Le definizioni da attribuire al carattere di questo personaggio sarebbero tante. Definirlo un ‘matto’ è poco anche perché potrebbe apparire come una giustificazione del suo operato. In realtà si comporta come un uomo normale, incolto, prepotente, appartenente a quella categoria di magnati senza scrupoli tanto bene descritta nel film Quarto potere – in cui il regista Orson Welles intendeva riferirsi a Randolph Hearst, il ‘re’ dei legnami e dell’editoria di allora. Oppure ai ricconi prepotenti e malvagi di Le luci della città, di Chaplin.
Ma Trump, seppur un magnate ammirato dai suoi elettori, non ha gestito tanto bene i propri affari. Il New York Times ha scritto che anni fa perse un miliardo di dollari in investimenti sbagliati e che successivamente non pagò le tasse per un lungo periodo. Eppure in queste ultime elezioni, con un record di affluenza, ha ottenuto più di 73 milioni di voti contro i quasi 80 di Biden. Quindi, circa il 48% degli americani ha continuato a sostenerlo.
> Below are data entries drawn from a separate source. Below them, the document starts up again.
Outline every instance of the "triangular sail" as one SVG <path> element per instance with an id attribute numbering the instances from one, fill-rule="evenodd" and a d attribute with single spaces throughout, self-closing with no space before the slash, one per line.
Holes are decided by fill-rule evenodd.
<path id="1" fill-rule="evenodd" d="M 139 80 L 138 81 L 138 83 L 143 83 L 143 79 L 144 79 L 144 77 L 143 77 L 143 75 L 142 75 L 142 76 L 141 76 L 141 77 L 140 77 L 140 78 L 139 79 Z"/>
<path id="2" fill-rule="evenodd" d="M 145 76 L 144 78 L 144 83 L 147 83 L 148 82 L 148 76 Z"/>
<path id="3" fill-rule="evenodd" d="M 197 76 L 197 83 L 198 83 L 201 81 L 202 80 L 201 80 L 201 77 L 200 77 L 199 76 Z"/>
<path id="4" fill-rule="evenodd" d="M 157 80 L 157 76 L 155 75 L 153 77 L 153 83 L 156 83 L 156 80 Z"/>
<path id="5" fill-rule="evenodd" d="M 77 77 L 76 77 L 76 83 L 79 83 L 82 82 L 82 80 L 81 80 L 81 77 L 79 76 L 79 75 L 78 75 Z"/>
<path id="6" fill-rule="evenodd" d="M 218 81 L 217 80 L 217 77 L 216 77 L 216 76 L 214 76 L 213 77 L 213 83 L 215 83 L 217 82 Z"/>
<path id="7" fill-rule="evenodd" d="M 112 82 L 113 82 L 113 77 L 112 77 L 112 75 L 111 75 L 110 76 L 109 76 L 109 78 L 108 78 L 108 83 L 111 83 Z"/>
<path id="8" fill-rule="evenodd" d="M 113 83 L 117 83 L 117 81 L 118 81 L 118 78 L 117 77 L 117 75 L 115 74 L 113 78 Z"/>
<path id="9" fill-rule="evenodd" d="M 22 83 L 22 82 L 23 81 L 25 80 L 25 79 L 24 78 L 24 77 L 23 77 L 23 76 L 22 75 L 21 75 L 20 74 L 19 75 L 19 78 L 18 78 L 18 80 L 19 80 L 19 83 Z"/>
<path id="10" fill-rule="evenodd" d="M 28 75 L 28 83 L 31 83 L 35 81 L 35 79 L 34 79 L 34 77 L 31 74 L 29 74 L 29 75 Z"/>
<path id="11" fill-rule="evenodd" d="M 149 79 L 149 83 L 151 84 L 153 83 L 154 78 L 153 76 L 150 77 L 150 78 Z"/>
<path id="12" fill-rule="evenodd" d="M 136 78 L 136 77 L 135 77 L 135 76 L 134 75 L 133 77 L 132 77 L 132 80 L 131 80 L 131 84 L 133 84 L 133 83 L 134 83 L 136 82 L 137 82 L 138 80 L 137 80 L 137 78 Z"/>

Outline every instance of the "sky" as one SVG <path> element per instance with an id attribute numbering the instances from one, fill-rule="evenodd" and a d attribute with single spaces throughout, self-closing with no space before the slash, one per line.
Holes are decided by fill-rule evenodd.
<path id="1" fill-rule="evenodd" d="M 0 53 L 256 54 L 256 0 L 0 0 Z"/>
Lui, nella campagna elettorale contava proprio su quella massa di cittadini di destra – usando un termine più europeo – e col suo comportamento voleva spaccare il Paese in due. Per fortuna ha vinto un’opinione pubblica più riflessiva, composta da giovani e in generale dagli abitanti delle grandi città.
E adesso il neopresidente Biden sembra intenzionato a cancellare gli errori del suo predecessore. Prima di tutto ha dichiarato che “gli avversari politici non sono dei nemici”. Poi ha già avviato le scelte dei membri del prossimo governo puntando su figure collaudate. Oltre alla Vicepresidente di origine indoamericana, Kamala Harris, la prima donna della storia del Paese a occupare questa carica, molte altre scelte cadono su rappresentanti del sesso femminile. Janet Yellen, già presidente della Federal Reserve dal 2014 al 2018, sarà Ministro del Tesoro. Venne licenziata da Trump il quale disse: “Potrei confermarla, ma è troppo bassa”. Segretario di Stato (Ministro degli Esteri) diventa Antony Blinken, con una lunga e importante carriera diplomatica. Dovrebbe ricucire tutti i rapporti internazionali stracciati da Trump. Avril Haines sarà la prima donna a guidare l’ufficio che coordina le attività dei servizi di intelligence, compresi Fbi e Cia. Segretario per la Sicurezza (Ministro degli Interni) sarà Alejandro Mayorkas, di origine cubana.
John Kerry, candidato alle presidenziali del 2004 sconfitto da Bush, sarà il responsabile per l’ambiente. Artefice del patto di Parigi sul clima, cancellato da Trump, avrà il compito di rilanciarlo. Infine il Presidente darà pieni poteri e priorità assoluta alla task force di Fauci per combattere la pandemia del Covid-19. Con le sue prime scelte, sembra proprio che Biden voglia mantenere le promesse fatte durante la campagna elettorale: ricostruire una Nazione distrutta dal terremoto Trump.
“L’America è un grande Paese anche perché ha un’opinione pubblica molto attiva”, mi spiegò al liceo tantissimi anni fa il docente di Storia. Erano i tempi del mondo diviso in due blocchi e della guerra fredda. Rimasi molto perplesso per quella definizione, fino a quando mi resi conto che la voce dell’opinione pubblica dei Paesi del mondo comunista veniva soffocata.
Pertanto la democrazia rimane l’unica forma di governo accettabile, “seppur con tanti difetti”, come diceva Churchill. E negli Stati Uniti un difetto deriva dai poteri forti – quelli del denaro – che da sempre comandano nella nazione. Sono questi che hanno manovrato l’elezione di Trump nel 2016 e la sua caduta nel 2020 perché era diventato un pericolo per gli interessi economici e finanziari. Nel 1963, col presidente J.F.Kennedy, non sarebbe bastato manovrare le elezioni successive e hanno dovuto ricorrere all’attentato, come hanno fatto cinque anni dopo col fratello Bob, candidato alla presidenza, che sarebbe stato ancora più pericoloso per i loro interessi.